Putra Pak Truong menjadi supervisor di pabrik, gajinya tidak terlalu tinggi, tetapi ia pulang mengunjungi ayahnya setiap minggu. Sekembalinya, ia akan membelikan hadiah untuk orang tuanya, lalu seluruh keluarga akan makan bersama dengan gembira. Sementara itu, putra saya, yang sedang di luar negeri, hanya pulang sekali atau dua kali setahun, meninggalkan saya dan istri saya sendirian di rumah yang sepi. Pak Truong mulai memiliki cucu, suasana keluarga dipenuhi kebahagiaan. Saya mencoba mengajak putra saya pulang untuk memulai karier, tetapi ia tetap bersikeras ingin mengembangkan kariernya di luar negeri dan belum ingin menikah.

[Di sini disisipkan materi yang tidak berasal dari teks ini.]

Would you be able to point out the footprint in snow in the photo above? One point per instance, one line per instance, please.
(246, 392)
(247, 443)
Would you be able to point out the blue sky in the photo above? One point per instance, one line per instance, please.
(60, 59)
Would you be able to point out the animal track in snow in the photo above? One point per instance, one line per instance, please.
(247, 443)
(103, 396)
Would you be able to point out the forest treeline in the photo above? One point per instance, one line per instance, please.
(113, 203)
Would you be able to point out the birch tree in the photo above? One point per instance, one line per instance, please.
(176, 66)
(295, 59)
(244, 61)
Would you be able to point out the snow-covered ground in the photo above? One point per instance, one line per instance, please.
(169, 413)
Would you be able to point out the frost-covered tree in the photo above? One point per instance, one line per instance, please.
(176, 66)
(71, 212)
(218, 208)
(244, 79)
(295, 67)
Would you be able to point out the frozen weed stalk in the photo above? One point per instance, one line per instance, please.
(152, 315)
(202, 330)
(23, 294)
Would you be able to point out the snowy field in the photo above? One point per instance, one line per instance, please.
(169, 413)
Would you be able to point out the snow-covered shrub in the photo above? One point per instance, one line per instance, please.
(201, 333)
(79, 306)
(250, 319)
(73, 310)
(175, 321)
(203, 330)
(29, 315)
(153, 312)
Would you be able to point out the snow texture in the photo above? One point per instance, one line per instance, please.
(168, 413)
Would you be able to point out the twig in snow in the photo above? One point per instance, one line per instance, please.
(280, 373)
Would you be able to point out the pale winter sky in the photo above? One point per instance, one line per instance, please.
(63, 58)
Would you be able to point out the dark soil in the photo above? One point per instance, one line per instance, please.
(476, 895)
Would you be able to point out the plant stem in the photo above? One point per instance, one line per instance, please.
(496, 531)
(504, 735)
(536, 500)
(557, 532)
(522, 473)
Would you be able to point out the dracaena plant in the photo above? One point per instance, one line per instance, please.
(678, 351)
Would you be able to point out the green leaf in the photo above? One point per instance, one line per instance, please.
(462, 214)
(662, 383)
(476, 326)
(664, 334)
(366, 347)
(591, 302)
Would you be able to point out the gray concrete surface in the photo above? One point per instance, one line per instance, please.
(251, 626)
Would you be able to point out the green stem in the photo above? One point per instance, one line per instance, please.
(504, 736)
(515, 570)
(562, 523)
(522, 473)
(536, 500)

Tiga tahun yang lalu, istri saya sakit parah dan meninggal dunia. Putra saya bilang ia khawatir saya akan kesepian dan sendirian, jadi ia langsung memutuskan untuk menempatkan saya di panti jompo. Saya dengan berat hati setuju karena saya tidak yakin bisa mengurus diri sendiri, tetapi lingkungan panti jompo membuat saya semakin lelah. Setelah 2 tahun, saya kembali ke rumah lama saya untuk mengunjungi teman-teman dan menghilangkan kesedihan saya.
Begitu saya memasuki lingkungan itu, saya melihat Pak Truong berjalan bersama cucunya yang berusia 5 tahun. Tetangga itu menyambut saya dengan gembira, mengatakan bahwa jika saya tidak bertemu dengannya hari ini, saya tidak tahu kapan saya akan bertemu dengannya lagi. Saya terkejut, Pak Truong menjelaskan bahwa ia akan menyusul putranya ke kota, agar keluarganya dapat berkumpul kembali dan cucunya akan memiliki seseorang yang akan merawatnya.

Saya bermain catur beberapa kali dengan teman lama saya, lalu berpamitan, mengucapkan selamat tinggal dengan tulus kepada Tuan Truong, meskipun situasi saya saat ini tak lagi bisa dibandingkan dengan teman ini. Sendirian di rumah lama, saya menyadari bahwa hidup memang tak terduga, dan mustahil untuk mengetahui apa yang akan terjadi di masa depan. Jadi, janganlah kita berpuas diri hanya karena merasa lebih unggul dari orang lain untuk sesaat. Kebahagiaan sejati bukanlah tentang membandingkan hal-hal seperti pendidikan atau kondisi materi, melainkan belajar untuk merasa puas dengan apa yang kita miliki.